道あらん

村田 実貴生 

「ごめんください。」
 人が来た。多分「脱会者の今後を助ける会」とかいう会の者であろう。

 私はとある宗教団体に属していた。といっても、その神とか教えとか、教組とかを信じていた訳でなく、あなたの好きな研究をさせてあげよう、と言われて、行ったところがその宗教団体であったというに過ぎない。
 大学ではちょうど有機化学を専攻していた(「ちょうど」というのは後になってから分かったことなのだが)。といっても私の好きな実験は余りできず、文章に触れている方がずっと多かった。大学生であって、大学院生などではないから、当然のことといえばそうであろうが、それまで待てなかったし、そうなるだけの学力もなかった。そんなときに、例の話を持ちかけられたのである。

 そこでは、毎日、実験を楽しんだ。難しい物質の製造を頼まれたりしたが、難しければ難しいほど意欲が湧いて、そのうちに、難しい物質の作り方を考えて、それを試みるという毎日となった。
 ところが、段々と雲行きが怪しくなってきた。作った物質を悪用しているという噂を聞いたのである。幹部(といっても私たちを管理している下級幹部であるが)に問い詰めたが、そんなことはない、と言われれば、それ以上の尋ねようがないので、埒が明かなかった。
 問い詰めた後は、さすがに頼みづらくなったのか、そういう物質の製造を頼むことはなかったが、自分の居場所もなくなってしまった。
 といっても、家には今さら帰れないし、大学のアパートはとうに引き払ってしまっていたので、帰るところがなかったので、そこに居続けるしかなかった。
 が、とうとう疑いが本当だということになって、団体は解散された。
 私は、目的を知らなかったということで何とか刑を免れて、仕方がなく、家に帰ってきたのである。

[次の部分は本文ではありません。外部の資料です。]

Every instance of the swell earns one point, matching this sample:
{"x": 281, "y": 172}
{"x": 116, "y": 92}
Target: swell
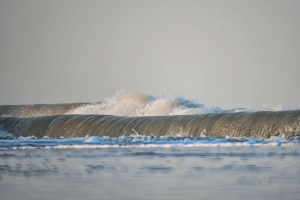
{"x": 262, "y": 124}
{"x": 39, "y": 109}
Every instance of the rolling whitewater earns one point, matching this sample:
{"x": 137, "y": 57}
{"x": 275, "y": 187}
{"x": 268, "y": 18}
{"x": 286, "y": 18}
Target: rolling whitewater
{"x": 136, "y": 146}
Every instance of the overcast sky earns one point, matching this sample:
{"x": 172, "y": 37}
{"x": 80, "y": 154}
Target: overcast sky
{"x": 226, "y": 53}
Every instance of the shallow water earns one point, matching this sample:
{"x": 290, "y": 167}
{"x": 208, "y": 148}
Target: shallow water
{"x": 131, "y": 172}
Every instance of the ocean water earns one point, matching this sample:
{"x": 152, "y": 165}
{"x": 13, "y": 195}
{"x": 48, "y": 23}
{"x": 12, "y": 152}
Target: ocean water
{"x": 135, "y": 146}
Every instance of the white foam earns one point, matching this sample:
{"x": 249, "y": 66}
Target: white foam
{"x": 135, "y": 104}
{"x": 139, "y": 141}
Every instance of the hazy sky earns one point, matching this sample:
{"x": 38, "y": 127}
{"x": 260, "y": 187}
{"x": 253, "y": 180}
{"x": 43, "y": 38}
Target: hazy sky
{"x": 227, "y": 53}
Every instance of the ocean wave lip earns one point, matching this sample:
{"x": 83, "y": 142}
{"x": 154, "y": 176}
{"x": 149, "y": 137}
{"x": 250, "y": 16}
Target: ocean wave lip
{"x": 142, "y": 141}
{"x": 264, "y": 124}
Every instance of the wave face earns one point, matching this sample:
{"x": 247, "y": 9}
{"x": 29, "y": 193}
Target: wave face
{"x": 138, "y": 114}
{"x": 262, "y": 124}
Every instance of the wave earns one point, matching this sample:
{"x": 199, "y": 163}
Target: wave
{"x": 121, "y": 104}
{"x": 264, "y": 124}
{"x": 134, "y": 113}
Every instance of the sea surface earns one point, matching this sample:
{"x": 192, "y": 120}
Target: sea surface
{"x": 135, "y": 146}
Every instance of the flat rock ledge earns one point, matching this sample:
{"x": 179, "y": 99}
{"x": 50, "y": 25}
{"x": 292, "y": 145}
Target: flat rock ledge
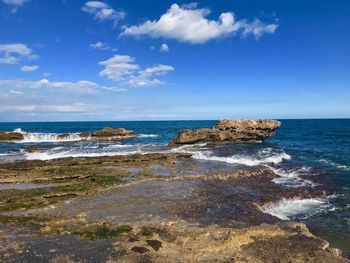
{"x": 106, "y": 134}
{"x": 109, "y": 134}
{"x": 10, "y": 136}
{"x": 229, "y": 131}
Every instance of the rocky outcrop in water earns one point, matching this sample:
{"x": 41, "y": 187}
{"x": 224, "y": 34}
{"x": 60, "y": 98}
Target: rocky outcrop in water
{"x": 110, "y": 134}
{"x": 10, "y": 136}
{"x": 230, "y": 131}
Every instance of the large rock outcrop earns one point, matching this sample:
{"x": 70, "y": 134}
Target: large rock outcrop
{"x": 10, "y": 136}
{"x": 109, "y": 134}
{"x": 230, "y": 131}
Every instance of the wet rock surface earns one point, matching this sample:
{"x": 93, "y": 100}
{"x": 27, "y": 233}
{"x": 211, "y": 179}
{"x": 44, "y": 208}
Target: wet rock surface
{"x": 110, "y": 134}
{"x": 91, "y": 215}
{"x": 10, "y": 136}
{"x": 230, "y": 131}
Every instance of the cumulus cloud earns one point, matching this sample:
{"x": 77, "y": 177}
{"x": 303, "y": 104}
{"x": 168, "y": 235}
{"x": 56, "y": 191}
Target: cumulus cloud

 世の中には奇特な人もいるものだと思う。放っておいても彼らの損にはならないし、関わることで色々と言われて、むしろ損することの方が多いと思うのに、わざわざ私なんかを訪ねたりする。訪ねてくるという話を聞いたときは金でも取るのではないかと疑わしかったが、金は取らないというし、そして、本当に訪ねてきた。
 思えば、今まで見知った宗教で金を取らない宗教があったろうか。
 例えば、高校生の時に、友達と歩いていると駅前で何かを配っていた。私は、いつもはもらわないまま通りすぎるのだが、いつもは何でももらうその友達が取らなかったのと、配るものの大きさに驚いて、心が乱れたのか、つい、それをもらってしまった。二、三歩ほど歩いてから、「駄目じゃないか、そんなものをもらって。」と友達が言うので、見ると宗教関係の本であった。「中に何かはさんでないか。」というので、探すと、アンケートはがきと講習会とやらの案内が入っていた。アンケートはがきは、住所を知るのに役立てるらしい。そして、案内には「参加費二五〇〇円、足裏診断料五〇〇〇円」と書いてあった。足裏診断が何であるかはさっぱり分からないが、診断して相手が費やすものは全くないのだから、そっくり儲けになるのだろう。
 そういう具体例をあげないまでも、神社の賽銭を考えればよい。額が大きければ大きいほど聞き入れられると思われている。
 それらの宗教を見てきて、「宗教は金持ちは救うかもしれないが貧乏は救わない」と思ってきた。
 しかし、この訪問で、この考えに例外のあること、というよりも、むしろ、「貧乏を救うものこそ宗教ではないか」と思うようになった。今までの宗教への不信が強かっただけに、「金儲けをしない宗教(実のところは儲けようとしているのではないかという疑いはあったのだが、その人の顔の明るさでその疑いは消えた。人を説くには小手先の言葉などではなく、人格をもってしなければならないと強く感じた)」という言葉は私の気に入った。

 今の私がいるのは「その日」があったからである。「こんなに立派になりました」とは間違っても言えないが、立派でない私というものを常に自覚して生きている(つもりである)。
 神に背を向けていたのを表を向けてから変わった、とも言えよう。その一部始終を書こうとも思ったが、内容に人格が追いつかないのでやめることにする。
 が、それを知りたいという人は一つ(詳しくは二冊か)の本を読んでほしい。厄介だが、電話帳か時刻表の読解よりは楽であろうから、ぜひ読んで頂きたい。そうすれば、私がどうなっていったか、ではなくて、私がどう思ったか、を実感できるはずである。
 最後に、これからもこういう人がでてこようと思うが、余り攻撃的にならないでほしい。あたたかい人、というきっかけに接して、変わったという例は、私の例を出さないまでもたくさんいるのである。